Minha emoção não mais vibra,
calada, inútil e entorpecida,
pois quebrou-se a estranha clepsidra,
embora lhe restem ilusões e vida.

Não! Não cantarei os amores,
não transformarei em verdades
fantasias, engodos e horrores,
nem mais chorarei por saudades.

Para que cantar, afinal,
a vibrante canção dos bravos
se esta tristeza abissal
nos reduz a meros escravos?

Para que cantos enganadores,
de façanhas fictícias, incríveis,
de mulheres, ribeiros e flores,
para ouvidos, corações insensíveis?

Para que mentiras, fantasias
e as mais pueris elucubrações
ou verdades brutais e frias,
ou versos, ou sussurros ou canções?

Pouco importam conceitos, verdades,
o que é, o que será e o que já era,
mitos, lendas ou celebridades,
uma voz cativante e sincera.

Materialistas insensíveis, sem vintém,
O que, no final das contas, vós sabeis?
Que somando dois com quatro dá seis?!
Ora, ora, fariseus.
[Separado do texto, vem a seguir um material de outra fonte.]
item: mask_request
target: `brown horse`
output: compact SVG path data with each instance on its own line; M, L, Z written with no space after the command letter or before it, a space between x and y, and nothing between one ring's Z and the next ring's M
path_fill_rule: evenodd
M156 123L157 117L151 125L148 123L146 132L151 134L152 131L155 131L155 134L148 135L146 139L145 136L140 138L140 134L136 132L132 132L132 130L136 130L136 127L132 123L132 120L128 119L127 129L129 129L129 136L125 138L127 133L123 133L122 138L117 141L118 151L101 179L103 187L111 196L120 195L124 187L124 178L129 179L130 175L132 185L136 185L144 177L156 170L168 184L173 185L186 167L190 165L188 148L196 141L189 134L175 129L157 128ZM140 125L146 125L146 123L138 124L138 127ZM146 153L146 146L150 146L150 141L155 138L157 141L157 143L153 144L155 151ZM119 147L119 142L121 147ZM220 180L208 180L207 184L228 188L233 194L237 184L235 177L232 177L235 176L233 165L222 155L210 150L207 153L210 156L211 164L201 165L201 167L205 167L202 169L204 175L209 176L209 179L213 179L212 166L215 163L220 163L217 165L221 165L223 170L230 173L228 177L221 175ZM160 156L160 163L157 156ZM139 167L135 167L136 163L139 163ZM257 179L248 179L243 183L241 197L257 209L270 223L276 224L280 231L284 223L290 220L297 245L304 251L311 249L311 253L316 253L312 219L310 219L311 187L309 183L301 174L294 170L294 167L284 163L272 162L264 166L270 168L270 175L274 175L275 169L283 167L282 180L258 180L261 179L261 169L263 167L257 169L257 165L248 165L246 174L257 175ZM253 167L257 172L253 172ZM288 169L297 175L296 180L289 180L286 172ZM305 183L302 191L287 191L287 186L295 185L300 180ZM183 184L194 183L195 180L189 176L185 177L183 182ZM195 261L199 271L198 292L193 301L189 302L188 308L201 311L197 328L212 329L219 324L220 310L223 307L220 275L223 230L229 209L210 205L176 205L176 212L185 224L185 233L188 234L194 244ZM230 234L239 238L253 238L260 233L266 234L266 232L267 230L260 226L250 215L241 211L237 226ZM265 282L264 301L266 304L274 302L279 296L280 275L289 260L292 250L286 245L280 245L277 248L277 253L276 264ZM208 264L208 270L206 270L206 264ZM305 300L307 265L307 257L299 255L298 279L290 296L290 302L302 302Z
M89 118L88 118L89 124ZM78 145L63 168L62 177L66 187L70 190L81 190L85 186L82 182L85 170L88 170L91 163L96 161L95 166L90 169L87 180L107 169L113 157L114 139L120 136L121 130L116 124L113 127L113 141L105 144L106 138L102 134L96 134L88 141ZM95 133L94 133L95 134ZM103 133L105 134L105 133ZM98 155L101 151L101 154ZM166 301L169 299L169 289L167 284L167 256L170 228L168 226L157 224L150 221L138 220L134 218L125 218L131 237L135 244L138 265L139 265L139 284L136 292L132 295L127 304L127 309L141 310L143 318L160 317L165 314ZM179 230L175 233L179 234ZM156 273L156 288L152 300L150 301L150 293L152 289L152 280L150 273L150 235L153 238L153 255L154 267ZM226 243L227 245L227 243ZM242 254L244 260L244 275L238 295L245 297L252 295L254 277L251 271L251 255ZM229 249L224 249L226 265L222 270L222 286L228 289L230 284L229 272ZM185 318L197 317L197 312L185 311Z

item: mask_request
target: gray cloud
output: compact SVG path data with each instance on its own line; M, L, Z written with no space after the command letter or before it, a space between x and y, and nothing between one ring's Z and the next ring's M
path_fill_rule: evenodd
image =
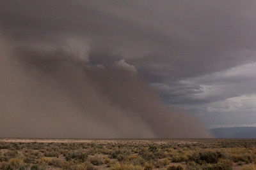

Isso eu sei também!

Sabeis, tim-tim-por-tim-tim,
histórias de mil fulanos
que nunca vistes, enfim?!
Sabeis nomes dos oceanos?

Respondam, chacais, não enrolem:
sua cultura é tão pobre assim?
Ora, ora, ora, não me amolem!
Isso é nulo, é quase nada, para mim!

O que sabeis vós das artes?
Em que aplicais vossos talentos?
E dos princípios de Descartes?
E dos paradoxais sentimentos?

Vossa alma é podre, o amor é impostura,
vosso deus é o ouro ou algo perecível,
vossa fé a ganância, o egoísmo, a usura,
vossa alma é podre, é oca, é insensível!

Não! Não sou cordial. Não serei jamais.
E não aceito hipócritas desagravos!
Minha voz não se erguerá nunca mais
Nem para cantar a canção dos bravos!

(Poema composto em São Caetano do Sul, em 7 de janeiro de 1964).